The resemblance of this "manual management" to the trademark style of North Korean "great-and-dear" leaders is more than a little amusing (, June 26). The public relations effect from such attention to local problems is inevitably short-term, but it creates an increasing demand for quick fixes of such complex problems as, for instance, the stagnation of the "mono-cities" built around one or several industrial enterprises (Rossiyskaya Gazeta, June 26). The simple proposition that the depth of economic decline requires serious reforms in the overloaded system of bureaucratic rent-extraction from every business activity is not present in the recently revised anti-crisis program. The "ideology" of this plan boils down to the expectation that rising oil prices will restart the growth engine that worked so wonderfully during Putin’s presidency, while the hands-on tackling of some local situations will help in defusing public protests.

Gazprom is both a tool and a victim of this "it-will-pass" policy that has already transformed the crisis into stagflation.
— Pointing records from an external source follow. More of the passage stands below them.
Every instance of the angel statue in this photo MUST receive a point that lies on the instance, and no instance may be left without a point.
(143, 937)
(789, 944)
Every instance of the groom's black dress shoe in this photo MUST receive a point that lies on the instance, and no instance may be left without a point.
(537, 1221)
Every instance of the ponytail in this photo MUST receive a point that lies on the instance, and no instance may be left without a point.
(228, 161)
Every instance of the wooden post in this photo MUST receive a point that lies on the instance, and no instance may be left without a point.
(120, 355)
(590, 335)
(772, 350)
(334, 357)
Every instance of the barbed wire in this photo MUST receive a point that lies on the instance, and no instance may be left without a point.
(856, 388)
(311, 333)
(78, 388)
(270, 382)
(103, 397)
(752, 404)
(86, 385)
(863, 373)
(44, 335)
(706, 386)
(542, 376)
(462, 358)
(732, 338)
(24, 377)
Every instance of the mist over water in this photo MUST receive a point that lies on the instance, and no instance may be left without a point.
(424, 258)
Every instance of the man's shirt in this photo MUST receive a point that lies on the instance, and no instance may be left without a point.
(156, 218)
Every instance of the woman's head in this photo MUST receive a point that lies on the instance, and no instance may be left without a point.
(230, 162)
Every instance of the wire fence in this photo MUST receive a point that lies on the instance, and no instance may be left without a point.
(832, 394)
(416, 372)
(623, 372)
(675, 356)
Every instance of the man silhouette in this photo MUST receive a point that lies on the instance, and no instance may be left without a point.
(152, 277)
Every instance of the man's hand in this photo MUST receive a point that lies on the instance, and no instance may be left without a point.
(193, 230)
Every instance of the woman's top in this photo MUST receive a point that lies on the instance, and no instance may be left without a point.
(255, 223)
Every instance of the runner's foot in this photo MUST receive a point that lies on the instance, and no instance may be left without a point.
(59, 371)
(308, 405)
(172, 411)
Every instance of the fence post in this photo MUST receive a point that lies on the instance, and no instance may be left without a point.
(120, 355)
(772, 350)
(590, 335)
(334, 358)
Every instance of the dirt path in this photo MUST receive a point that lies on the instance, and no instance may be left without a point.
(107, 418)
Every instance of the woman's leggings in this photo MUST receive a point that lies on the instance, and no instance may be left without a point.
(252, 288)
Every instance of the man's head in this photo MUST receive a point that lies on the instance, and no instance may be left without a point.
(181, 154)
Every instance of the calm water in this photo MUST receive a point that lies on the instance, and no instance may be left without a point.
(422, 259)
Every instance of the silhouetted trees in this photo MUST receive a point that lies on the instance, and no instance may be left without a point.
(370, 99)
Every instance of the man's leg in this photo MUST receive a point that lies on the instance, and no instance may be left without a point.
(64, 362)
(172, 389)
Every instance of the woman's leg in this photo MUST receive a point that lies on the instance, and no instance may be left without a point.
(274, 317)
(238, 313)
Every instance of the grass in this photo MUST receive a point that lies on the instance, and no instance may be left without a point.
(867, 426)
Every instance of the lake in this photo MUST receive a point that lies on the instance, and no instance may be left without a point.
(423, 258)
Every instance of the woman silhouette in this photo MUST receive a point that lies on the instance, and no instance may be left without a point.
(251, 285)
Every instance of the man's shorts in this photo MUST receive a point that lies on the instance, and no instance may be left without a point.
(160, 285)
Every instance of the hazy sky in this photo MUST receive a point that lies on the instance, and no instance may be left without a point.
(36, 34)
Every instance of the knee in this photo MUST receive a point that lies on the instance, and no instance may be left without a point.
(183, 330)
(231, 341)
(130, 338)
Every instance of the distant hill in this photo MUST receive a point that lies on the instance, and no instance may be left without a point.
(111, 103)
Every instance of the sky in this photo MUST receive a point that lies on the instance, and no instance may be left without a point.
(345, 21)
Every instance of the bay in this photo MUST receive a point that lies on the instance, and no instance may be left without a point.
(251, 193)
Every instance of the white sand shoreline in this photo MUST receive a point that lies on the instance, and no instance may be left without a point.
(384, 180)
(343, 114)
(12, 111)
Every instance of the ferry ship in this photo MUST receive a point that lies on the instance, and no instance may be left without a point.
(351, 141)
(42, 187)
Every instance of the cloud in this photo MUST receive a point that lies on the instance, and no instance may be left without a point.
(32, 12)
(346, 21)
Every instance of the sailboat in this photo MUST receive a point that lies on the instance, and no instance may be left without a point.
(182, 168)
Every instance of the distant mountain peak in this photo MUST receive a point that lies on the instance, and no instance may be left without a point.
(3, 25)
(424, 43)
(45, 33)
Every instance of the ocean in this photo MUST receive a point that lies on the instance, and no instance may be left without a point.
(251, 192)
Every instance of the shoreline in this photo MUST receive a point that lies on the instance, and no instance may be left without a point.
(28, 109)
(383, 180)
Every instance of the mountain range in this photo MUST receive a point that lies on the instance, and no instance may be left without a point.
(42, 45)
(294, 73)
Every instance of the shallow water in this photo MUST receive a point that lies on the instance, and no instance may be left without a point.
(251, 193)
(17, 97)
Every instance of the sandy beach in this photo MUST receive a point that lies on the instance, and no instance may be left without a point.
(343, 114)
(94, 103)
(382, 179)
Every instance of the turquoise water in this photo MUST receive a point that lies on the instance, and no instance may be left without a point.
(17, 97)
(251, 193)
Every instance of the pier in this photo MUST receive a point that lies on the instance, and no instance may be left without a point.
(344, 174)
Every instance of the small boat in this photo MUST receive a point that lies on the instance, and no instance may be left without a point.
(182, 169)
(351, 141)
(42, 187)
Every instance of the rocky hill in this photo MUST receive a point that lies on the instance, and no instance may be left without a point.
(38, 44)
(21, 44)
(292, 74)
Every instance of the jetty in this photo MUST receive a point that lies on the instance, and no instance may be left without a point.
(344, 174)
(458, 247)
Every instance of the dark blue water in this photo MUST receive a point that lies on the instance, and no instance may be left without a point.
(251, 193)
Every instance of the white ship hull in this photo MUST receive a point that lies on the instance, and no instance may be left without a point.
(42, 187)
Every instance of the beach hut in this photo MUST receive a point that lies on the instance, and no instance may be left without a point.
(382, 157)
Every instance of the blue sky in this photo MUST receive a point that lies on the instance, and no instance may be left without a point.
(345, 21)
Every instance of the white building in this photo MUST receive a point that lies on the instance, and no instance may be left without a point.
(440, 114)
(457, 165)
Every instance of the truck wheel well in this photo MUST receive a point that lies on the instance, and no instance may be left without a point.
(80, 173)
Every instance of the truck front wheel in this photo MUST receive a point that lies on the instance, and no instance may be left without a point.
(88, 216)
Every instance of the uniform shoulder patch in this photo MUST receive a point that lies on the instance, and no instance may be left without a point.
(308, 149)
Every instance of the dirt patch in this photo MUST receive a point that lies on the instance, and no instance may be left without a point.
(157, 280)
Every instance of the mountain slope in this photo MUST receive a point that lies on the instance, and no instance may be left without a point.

Putin’s micro-management of the company’s activities is never advertised, but his hand is unmistakable in the brinksmanship tactics that defines the development of parallel gas conflicts with Ukraine and Belarus. Compromises in these quarrels are always only a means toward the end of denying them any independent say in gas matters. Putin quite sincerely does not see how this tough behavior damages Gazprom’s reputation in Europe, much the same way as he cannot grasp the logic of the diminishing effectiveness of performance by this overgrown corporate behemoth under his enlightened guidance. Gazprom is allowed to reduce its contributions to the state budget and is granted permission to increase prices for domestic consumers despite their diminishing incomes, its every acquisition or investment in Europe is backed by all the necessary foreign policy resources – and it is still in far more trouble than its glossy annual report admits. Every crisis brings reinvigoration to businesses that can learn, but Putin remains adamant that his course has always been faultless.